Ornamental trees represent a major investment in any home landscape. Nothing is more discouraging than spending your time and money to purchase and plant an ornamental tree only to have it damaged by hungry deer. No plants are completely deer proof, but choosing plants that are deer resistant can help to protect that investment.
Evergreen trees are prickly and don't taste good to deer. Spruce, juniper and holly are all examples of evergreen trees that are beautiful in the landscape and have the added value of deer resistance. Evergreens have the added benefit of easy care. They come in a variety of shapes and sizes to fit any landscape.
Deer resistant deciduous ornamental trees are not so numerous. Deer resistant ornamental shrubs are far more prevalent. Since a good landscape design will have both trees and shrubs, planning a landscape that is both beautiful and deer unfriendly should be fairly simple.

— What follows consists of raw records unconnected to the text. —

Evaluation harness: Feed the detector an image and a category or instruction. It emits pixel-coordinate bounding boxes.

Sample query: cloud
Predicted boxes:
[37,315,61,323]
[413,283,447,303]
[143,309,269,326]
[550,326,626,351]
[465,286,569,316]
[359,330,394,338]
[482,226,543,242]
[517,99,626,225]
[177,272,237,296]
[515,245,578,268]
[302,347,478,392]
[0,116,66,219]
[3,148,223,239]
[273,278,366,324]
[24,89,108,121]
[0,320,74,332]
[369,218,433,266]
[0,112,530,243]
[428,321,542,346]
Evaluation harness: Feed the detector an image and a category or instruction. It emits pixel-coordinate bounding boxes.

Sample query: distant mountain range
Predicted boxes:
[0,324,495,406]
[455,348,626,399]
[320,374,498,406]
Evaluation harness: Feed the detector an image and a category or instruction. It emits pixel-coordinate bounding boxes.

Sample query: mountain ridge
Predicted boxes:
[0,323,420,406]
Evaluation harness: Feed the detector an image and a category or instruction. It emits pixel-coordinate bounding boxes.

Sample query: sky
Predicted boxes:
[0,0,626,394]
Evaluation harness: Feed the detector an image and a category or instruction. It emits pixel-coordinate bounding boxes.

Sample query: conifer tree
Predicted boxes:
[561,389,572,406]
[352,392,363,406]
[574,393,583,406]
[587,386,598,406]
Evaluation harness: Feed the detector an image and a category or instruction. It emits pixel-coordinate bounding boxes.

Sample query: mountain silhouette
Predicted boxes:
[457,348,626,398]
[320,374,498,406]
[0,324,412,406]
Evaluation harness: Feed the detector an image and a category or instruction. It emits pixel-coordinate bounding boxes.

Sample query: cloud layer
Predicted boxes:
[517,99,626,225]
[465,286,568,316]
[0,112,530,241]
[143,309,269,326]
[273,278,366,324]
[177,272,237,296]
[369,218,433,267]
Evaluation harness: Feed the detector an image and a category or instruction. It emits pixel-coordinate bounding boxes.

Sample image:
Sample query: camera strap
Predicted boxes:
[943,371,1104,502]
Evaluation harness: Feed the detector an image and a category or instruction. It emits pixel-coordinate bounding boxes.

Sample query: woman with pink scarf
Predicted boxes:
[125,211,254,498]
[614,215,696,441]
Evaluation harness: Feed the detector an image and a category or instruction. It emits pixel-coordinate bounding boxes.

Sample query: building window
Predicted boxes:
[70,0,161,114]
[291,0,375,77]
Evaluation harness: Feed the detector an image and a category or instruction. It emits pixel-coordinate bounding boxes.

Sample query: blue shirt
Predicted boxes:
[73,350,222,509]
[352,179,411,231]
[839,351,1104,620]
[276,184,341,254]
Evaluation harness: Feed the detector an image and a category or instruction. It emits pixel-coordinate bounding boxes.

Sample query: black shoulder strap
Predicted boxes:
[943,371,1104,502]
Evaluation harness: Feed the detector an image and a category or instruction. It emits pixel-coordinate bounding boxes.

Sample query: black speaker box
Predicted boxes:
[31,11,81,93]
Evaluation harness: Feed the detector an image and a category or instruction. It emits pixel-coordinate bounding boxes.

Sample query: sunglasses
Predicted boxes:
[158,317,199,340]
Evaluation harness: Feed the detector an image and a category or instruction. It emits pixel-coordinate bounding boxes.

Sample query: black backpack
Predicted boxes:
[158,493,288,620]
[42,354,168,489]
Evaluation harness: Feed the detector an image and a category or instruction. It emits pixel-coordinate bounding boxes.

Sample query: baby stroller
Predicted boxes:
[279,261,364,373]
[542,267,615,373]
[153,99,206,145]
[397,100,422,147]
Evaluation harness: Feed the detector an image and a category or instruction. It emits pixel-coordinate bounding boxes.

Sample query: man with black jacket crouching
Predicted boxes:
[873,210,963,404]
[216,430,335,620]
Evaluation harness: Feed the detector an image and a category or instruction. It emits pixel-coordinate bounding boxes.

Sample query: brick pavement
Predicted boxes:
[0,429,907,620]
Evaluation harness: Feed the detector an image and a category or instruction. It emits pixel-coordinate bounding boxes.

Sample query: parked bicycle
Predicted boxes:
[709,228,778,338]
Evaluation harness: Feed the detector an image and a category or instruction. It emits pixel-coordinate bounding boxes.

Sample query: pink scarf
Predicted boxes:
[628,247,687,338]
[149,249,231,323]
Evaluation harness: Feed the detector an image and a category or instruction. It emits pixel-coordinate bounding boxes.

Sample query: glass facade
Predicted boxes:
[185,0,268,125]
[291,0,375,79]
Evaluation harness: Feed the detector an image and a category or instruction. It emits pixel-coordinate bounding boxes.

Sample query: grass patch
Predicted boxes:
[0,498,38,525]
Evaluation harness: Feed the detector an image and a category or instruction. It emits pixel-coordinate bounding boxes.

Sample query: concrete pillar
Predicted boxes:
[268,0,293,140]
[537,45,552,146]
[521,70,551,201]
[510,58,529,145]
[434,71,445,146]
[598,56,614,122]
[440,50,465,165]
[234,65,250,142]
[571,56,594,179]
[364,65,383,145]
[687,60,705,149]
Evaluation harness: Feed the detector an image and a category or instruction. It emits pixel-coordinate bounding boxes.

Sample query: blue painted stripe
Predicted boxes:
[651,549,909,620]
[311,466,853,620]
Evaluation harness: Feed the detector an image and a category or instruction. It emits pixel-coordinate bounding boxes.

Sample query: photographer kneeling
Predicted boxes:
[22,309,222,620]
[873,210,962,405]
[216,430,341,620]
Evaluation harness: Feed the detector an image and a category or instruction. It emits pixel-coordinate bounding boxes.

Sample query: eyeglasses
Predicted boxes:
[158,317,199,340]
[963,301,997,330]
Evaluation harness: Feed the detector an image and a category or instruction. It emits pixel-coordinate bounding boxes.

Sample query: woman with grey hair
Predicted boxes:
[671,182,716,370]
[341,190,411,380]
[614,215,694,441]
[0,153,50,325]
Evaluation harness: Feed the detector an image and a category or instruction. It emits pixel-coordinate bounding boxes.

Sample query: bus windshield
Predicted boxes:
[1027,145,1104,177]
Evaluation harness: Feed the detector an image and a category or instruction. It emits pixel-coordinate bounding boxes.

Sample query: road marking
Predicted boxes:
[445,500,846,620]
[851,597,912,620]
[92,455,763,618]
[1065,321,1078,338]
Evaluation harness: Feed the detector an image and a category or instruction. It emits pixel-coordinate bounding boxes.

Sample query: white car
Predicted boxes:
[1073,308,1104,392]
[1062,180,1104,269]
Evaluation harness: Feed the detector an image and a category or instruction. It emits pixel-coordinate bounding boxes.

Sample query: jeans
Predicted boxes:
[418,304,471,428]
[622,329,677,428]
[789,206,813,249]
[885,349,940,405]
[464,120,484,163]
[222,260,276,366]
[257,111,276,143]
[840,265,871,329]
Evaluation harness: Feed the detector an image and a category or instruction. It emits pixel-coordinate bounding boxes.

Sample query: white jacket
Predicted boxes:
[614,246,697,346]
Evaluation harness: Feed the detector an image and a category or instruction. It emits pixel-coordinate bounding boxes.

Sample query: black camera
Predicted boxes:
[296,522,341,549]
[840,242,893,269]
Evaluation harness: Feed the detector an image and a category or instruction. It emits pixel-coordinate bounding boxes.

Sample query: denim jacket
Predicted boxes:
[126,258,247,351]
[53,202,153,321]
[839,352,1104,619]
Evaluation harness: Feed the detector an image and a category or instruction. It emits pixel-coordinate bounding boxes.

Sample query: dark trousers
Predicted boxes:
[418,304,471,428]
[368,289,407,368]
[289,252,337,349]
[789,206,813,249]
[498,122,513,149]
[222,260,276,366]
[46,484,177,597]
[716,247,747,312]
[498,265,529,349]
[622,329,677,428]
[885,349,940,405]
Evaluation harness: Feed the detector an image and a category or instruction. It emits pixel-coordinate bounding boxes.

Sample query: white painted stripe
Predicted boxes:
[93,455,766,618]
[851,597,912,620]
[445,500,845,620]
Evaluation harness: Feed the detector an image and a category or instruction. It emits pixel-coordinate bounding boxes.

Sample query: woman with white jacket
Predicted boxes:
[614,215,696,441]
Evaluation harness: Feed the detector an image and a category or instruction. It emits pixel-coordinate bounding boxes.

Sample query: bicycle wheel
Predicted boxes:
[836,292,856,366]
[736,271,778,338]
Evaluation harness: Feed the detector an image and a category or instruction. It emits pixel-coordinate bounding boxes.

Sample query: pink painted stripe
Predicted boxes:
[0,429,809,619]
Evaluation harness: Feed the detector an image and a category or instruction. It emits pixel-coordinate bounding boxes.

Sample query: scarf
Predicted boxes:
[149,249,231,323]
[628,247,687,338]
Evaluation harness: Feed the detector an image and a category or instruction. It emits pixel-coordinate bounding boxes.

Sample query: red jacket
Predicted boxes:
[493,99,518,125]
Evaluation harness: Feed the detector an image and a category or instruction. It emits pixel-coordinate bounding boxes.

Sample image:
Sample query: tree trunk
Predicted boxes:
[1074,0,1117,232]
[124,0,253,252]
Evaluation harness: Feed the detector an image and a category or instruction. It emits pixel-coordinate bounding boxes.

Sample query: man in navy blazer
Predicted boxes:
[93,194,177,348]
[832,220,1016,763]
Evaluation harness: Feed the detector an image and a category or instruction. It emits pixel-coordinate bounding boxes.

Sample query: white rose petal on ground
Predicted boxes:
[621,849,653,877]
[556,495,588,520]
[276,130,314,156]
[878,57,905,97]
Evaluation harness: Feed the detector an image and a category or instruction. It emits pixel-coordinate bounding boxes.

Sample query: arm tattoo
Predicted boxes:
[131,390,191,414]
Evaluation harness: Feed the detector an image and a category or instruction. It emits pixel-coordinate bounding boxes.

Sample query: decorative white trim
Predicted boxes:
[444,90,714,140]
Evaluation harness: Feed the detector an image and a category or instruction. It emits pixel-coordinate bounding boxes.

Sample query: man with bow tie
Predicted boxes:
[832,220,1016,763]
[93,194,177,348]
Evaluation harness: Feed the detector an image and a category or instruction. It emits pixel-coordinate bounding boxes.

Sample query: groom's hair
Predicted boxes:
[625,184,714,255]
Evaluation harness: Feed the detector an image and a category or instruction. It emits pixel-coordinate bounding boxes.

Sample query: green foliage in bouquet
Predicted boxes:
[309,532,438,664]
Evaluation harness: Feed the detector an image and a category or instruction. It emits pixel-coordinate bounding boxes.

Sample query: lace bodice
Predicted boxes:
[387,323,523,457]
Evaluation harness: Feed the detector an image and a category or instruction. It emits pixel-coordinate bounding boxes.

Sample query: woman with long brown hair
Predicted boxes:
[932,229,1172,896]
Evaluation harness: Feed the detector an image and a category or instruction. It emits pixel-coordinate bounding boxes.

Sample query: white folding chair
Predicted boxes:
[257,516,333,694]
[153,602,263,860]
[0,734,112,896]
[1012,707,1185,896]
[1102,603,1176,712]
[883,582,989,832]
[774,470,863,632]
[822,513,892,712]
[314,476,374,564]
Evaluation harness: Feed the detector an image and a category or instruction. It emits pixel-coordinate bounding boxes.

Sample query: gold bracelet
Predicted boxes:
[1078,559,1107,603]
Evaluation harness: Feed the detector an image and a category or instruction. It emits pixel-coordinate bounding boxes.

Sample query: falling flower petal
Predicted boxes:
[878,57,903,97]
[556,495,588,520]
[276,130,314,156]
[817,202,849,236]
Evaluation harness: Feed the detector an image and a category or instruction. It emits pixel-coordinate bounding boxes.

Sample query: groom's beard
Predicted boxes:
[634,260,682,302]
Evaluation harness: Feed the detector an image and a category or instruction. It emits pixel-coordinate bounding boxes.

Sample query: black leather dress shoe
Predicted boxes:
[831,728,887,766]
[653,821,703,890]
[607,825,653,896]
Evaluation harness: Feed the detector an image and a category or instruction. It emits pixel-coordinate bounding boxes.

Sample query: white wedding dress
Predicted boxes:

Deer may not care for certain trees or other plants for a variety of reasons. Some trees don't taste good. Others don't smell good. Still others are prickly or too tough. Some trees taste good only when they are young and tender. Deer also may have individual tastes. What tastes good to one may not appeal to another. Making a pointed effort to plant only trees, shrubs, flowers and bulbs not friendly to deer is the best way to keep them from visiting your yard.
As deer populations increase, they cannot afford to be picky when foraging for food. Plants that deer did not like to eat last year may taste just fine to a hungrier deer population this year. Planting known deer resistant trees, shrubs, plants and bulbs will help keep deer from visiting your yard.
This means that you may have to give up some of your old favorites. Hostas may be all the rage, but unless you are willing to put up deer fencing, you will probably suffer deer foraging in your garden. And if the deer come for the hostas they might as well stay and munch on your expensive ornamental trees. Replace hostas with a known deer resistant plant like foxglove.
There are hundreds of deer resistant plants to choose from. Visit several local tree nurseries and ask the staff for ornamental trees that are both deer resistant and appropriate for your landscape. Some of the best choices are evergreens such as Norway spruce, holly and boxwood. Any of these trees can be planted alone as a specimen tree or in groups. Japanese maples, tri-color beech and European white birch are also known to be deer resistant trees. Some flowering trees to look for include kousa dogwood, western red bud and flowering hawthorn.
There are many ideas, theories and practices for deer proofing your landscape. Some work some of the time and a few may work all the time. Most are time consuming, expensive or unreliable over time. Beginning with trees, shrubs, plants and bulbs that deer naturally don't care to eat is the surest way to keep these foragers away from your landscape. Protect your landscape investment from the start by planting only plants that are known deer resistant.